With regard to how care for patients with dementia can be improved, Cummings talked about multiple approaches.
"Patients are both underdiagnosed and undertreated once they are identified," he said. "Certainly a patient cannot receive treatment and a caregiver cannot receive services unless it is recognized and discussed that a patient is suffering from a dementing illness. It is very critical that caregivers draw attention to memory deficits in the person that they are concerned about. Similarly, it is very important that practitioners hear these complaints and not just ascribe the deficits to normal aging. They need to do the careful assessments to determine whether the deficits go beyond normal aging and then either evaluate the patients themselves or initiate a referral to a dementia specialist if that is appropriate."
Because primary care physicians are often the first line of medical services that caregivers and patients seek, Cummings explained, "It is very important that they take those complaints seriously and refer [patients] to a dementia specialist, for example, if the complaints are substantive."
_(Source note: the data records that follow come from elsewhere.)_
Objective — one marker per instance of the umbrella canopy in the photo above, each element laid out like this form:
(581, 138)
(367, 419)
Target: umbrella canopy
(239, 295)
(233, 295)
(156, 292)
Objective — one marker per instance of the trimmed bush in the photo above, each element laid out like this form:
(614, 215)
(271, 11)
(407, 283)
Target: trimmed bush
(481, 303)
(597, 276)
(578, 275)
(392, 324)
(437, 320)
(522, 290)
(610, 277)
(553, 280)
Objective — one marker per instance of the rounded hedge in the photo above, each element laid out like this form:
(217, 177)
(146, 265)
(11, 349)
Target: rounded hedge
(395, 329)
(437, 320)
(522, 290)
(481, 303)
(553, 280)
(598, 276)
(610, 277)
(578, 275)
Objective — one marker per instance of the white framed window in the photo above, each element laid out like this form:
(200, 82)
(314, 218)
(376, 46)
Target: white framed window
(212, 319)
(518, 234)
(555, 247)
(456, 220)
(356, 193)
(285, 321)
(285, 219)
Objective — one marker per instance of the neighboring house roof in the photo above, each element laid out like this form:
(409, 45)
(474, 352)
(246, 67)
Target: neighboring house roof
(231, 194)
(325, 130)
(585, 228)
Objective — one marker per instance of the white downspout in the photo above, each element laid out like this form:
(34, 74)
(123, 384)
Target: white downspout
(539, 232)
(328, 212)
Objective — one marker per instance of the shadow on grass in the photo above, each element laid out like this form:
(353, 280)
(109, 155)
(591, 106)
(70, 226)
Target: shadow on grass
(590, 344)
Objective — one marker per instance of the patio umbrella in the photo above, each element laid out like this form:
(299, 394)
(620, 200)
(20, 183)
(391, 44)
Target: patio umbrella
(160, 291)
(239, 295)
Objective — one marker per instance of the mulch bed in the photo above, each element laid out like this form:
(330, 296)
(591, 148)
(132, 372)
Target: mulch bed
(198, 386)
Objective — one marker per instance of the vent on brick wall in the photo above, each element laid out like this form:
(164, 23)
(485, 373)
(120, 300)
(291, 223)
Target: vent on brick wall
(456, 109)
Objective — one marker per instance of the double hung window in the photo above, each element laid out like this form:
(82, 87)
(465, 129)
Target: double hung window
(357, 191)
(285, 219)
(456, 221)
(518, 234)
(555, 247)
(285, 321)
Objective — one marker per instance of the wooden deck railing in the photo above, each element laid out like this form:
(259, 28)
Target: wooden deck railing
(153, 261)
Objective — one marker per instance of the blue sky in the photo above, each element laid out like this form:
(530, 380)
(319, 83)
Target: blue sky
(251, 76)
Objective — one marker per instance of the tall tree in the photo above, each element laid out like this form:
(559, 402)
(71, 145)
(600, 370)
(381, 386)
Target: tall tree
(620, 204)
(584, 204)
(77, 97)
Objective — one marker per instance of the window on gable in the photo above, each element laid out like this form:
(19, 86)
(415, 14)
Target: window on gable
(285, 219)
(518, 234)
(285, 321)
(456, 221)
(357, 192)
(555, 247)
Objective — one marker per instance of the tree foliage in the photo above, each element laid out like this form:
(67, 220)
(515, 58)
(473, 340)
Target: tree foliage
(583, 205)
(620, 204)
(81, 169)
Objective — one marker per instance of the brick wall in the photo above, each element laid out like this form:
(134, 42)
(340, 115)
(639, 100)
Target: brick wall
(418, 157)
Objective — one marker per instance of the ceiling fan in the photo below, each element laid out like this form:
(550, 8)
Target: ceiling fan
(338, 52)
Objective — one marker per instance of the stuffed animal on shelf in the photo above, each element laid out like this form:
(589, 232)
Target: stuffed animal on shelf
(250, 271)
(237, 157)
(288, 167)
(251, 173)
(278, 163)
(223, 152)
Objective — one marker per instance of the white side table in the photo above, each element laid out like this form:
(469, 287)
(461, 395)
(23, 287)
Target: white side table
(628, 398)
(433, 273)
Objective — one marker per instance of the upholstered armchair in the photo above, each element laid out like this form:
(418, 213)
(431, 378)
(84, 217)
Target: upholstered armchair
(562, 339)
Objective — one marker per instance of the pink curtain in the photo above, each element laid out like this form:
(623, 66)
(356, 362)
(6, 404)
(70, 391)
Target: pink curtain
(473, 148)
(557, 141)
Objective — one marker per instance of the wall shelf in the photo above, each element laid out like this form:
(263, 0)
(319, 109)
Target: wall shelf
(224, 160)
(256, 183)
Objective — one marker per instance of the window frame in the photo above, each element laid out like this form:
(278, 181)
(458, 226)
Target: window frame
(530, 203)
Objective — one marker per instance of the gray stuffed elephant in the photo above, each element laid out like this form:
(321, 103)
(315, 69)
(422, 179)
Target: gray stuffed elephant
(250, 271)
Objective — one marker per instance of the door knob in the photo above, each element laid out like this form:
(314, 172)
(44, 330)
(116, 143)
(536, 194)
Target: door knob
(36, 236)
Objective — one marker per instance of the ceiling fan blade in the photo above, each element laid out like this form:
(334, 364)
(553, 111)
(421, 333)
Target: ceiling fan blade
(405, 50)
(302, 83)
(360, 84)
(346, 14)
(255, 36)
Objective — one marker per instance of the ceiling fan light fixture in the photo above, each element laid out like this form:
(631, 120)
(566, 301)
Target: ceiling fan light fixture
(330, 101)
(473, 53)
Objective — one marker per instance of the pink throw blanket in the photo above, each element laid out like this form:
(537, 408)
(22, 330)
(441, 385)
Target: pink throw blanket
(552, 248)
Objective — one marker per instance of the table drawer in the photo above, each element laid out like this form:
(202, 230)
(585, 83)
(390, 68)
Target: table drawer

Improved pharmacotherapy is a major way to benefit patients, according to Cummings. "We need better drug therapies that are more powerful and that are truly disease modifying and will reduce the progression of the illness or the risk of developing the illness," he said.
"A more systematic use of the available agents may be of benefit to patients," he added. "The cholinesterase inhibitors such as Aricept [donepezil], Reminyl [galantamine] and Exelon [rivastigmine] all have been shown to improve patients' cognition, function and behavior. Similarly, Namenda [memantine] has been shown to improve patients' behavior, cognition and activities of daily living in the advanced phase of the disease. The thoughtful, systematic and persistent use of these drugs would be of benefit to patients."
Reviewing his career, Cummings said the combining of neurology and psychiatry has proven beneficial and is a harbinger of the future:
"Every day these two disciplines become more integrated on both a conceptual and therapeutic basis. One example, the drugs that we use to treat dementia now, such as the cholinesterase inhibitors and Namenda, although developed for their cognitive impact, have been shown to reduce the behavioral disturbances that accompany Alzheimer's disease, so they also have a psychiatric impact. On the other hand, drugs such as Prozac [fluoxetine] have been shown to be not only antidepressants but also to increase the rate of nerve cell generation in the medial temporal lobes of individuals to whom the drug is given. Therefore, there is a neurological impact of psychiatric drugs and a psychiatric impact of neurological drugs that is forcing us to the increasingly obvious conclusion that behavioral disturbances are a product of brain disorders and that neuropsychiatry is a unified field that includes both the neurological basis of psychiatry and the psychiatric manifestations of brain disorders."